ONE must get one's priorities into some semblance of order. So just for the record, I had a call from a kind lady reader to tell me that Friar Tuck's Ginger Wine Essence can be obtained at one of Malton's chemists. It seems that it was taken off the market for a couple of years but the demand was such that it was brought back. So if, like me, you missed the famous traditional tipple at Christmas time, there is a chance yet. My informant, who didn't leave her name or location, wasn't too sure of the current name of the chemist in question, but it shouldn't take too much tracking down if the market has got cornered. Meanwhile, she tells me, she is enjoying tucking (no pun intended) into one of the six bottles she made. Can't wait!

- I hadn't realised it, but France is still refusing to accept British beef despite condemnation by the European Court of Justice. It seems that a refusal to obey EU instructions is something about which little can be done. However Great Britain seems to knuckle under and do as it is told all the time, yet I am sure there must be many times when we ought to do what we want to do without fear of reprisals. These could surely only be a refusal to give us back some of our own money and, if we hadn't joined in the first place, we wouldn't be dictated to by other countries which can quite happily do without as far as overseas trading is concerned.

- I often go to Woolies yet am often happy to get out again fairly quickly and away from its 'background' so-called music. This is often worse than that which comes down at you at Kwik Save, which is often some young female just screaming. I appreciate the shops will claim they are 'singing', but singing just ain't what it used to be. Woolies' answer to my comments on the quality of the music, be it vocal or just a never-ending banging of a drum, was that it 'has' to only play things which are at the top of the charts, so there is little hope that anyone older than 14 will hear something they can happily shop with.

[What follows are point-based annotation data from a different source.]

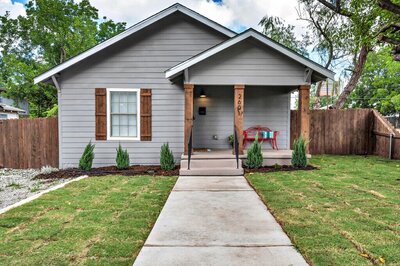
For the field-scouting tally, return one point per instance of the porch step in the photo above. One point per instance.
(211, 167)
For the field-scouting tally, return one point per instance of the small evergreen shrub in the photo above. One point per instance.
(299, 156)
(254, 155)
(166, 158)
(86, 161)
(122, 158)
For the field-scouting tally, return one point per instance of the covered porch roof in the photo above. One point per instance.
(255, 57)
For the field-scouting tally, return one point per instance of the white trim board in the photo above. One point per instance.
(176, 70)
(31, 198)
(141, 25)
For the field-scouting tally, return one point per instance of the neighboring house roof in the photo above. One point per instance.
(10, 109)
(131, 30)
(250, 33)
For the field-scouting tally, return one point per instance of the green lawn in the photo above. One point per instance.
(346, 213)
(96, 221)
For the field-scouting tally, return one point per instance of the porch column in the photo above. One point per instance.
(304, 109)
(238, 114)
(188, 114)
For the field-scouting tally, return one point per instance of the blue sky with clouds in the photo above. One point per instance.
(237, 15)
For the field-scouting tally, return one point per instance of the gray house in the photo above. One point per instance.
(173, 75)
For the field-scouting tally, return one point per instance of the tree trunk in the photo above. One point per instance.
(362, 58)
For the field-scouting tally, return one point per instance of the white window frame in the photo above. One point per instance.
(109, 90)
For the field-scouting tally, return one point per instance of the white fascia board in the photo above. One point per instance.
(176, 70)
(130, 31)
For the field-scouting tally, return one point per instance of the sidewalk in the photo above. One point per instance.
(216, 221)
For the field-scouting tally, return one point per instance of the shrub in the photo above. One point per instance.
(166, 158)
(299, 156)
(122, 158)
(254, 155)
(86, 161)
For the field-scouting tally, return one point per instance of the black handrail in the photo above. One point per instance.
(190, 148)
(236, 146)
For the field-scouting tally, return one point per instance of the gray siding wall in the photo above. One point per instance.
(267, 106)
(137, 62)
(248, 63)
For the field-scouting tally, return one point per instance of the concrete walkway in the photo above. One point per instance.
(216, 221)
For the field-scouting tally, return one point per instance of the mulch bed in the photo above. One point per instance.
(267, 169)
(111, 170)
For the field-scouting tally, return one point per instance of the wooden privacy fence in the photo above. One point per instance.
(349, 131)
(29, 143)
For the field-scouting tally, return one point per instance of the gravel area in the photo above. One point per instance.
(18, 184)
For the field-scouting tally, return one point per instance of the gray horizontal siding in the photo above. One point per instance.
(267, 106)
(137, 62)
(248, 63)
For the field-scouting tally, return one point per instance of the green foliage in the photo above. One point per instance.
(53, 112)
(166, 158)
(254, 155)
(86, 161)
(275, 28)
(379, 84)
(122, 158)
(299, 156)
(51, 32)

- Looking back, I seem to have missed a few opportunities. In the early '50s, I won a prize for the design of a pen with a larger barrel capacity than that which the usual 'sac' held. Someone seeing this, and with ideas about marketing a marker pen, wrote to me, enclosing his bank book (yes, unbelievable) and asking if I could make pressure valves to control ink flow for a felt marker pen which he would like to market. There were no such things as felt-tip markers then and it was thought that the flow of ink would need controlling, whereas it evolved that the density of the ink itself was the limiting factor. I was busy at work in those days and couldn't see how I could make sufficient valves on a small Super Adept lathe to make the thing profitable, so I turned down the offer and sent the chap back his bank book. Can't remember his name now, and wonder if he ever got into production.

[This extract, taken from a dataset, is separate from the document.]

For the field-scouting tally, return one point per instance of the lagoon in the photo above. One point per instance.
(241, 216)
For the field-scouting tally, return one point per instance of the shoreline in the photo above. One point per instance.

Next came the pastry roller. My elder sister used to complain that she could never guarantee to get her pastry the right thickness, be it thin for biscuits or thicker for pie crusts. So I set to and designed a variable-depth roller so that pastry could be consistently rolled out at the required thickness. I turned up a prototype on the wood lathe and sent it to a large national plastics manufacturer which, after testing it, said that it was committed for that year and perhaps I might like to try another manufacturer which had some spare production capacity. I didn't go any further with this and the original lies in a cupboard in the box in which it was returned. This week, I had a catalogue with 'my' invention in, an "Ingenious Programmable Rolling Pin" at £14.95. That must have taken 40 years since I first produced mine.

And then came the plate warmer - warming plates so that hot toast has somewhere warm to be served on was the next hurdle. And why not use the heat from the toaster itself, which just disappeared up to the ceiling? So I invented a folding rack on which a couple of plates could sit whilst the bread was being toasted and then it folded up to enable the bread to be taken out. Simple and effective, it has been in use for five years or so and can be used for keeping any food warm, be it a bowl of soup or whatever. I saw such a thing a few months ago in a catalogue so, once again, I ought to have found out how to market such things. Ah well...

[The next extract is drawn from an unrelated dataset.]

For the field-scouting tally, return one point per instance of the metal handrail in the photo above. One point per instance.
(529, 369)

- A cycling associate writes as follows: "Our digestive system is geared to the breakdown and synthesis of carbon compounds which consitute that branch of chemistry called 'organic' so, when I see foodstuffs labelled 'organic', I try to think of any food which isn't organic but can only come up with water." Is this another word-meaning change?

- Food! "Everything you see I owe to spaghetti." Sophia Loren (b 1934).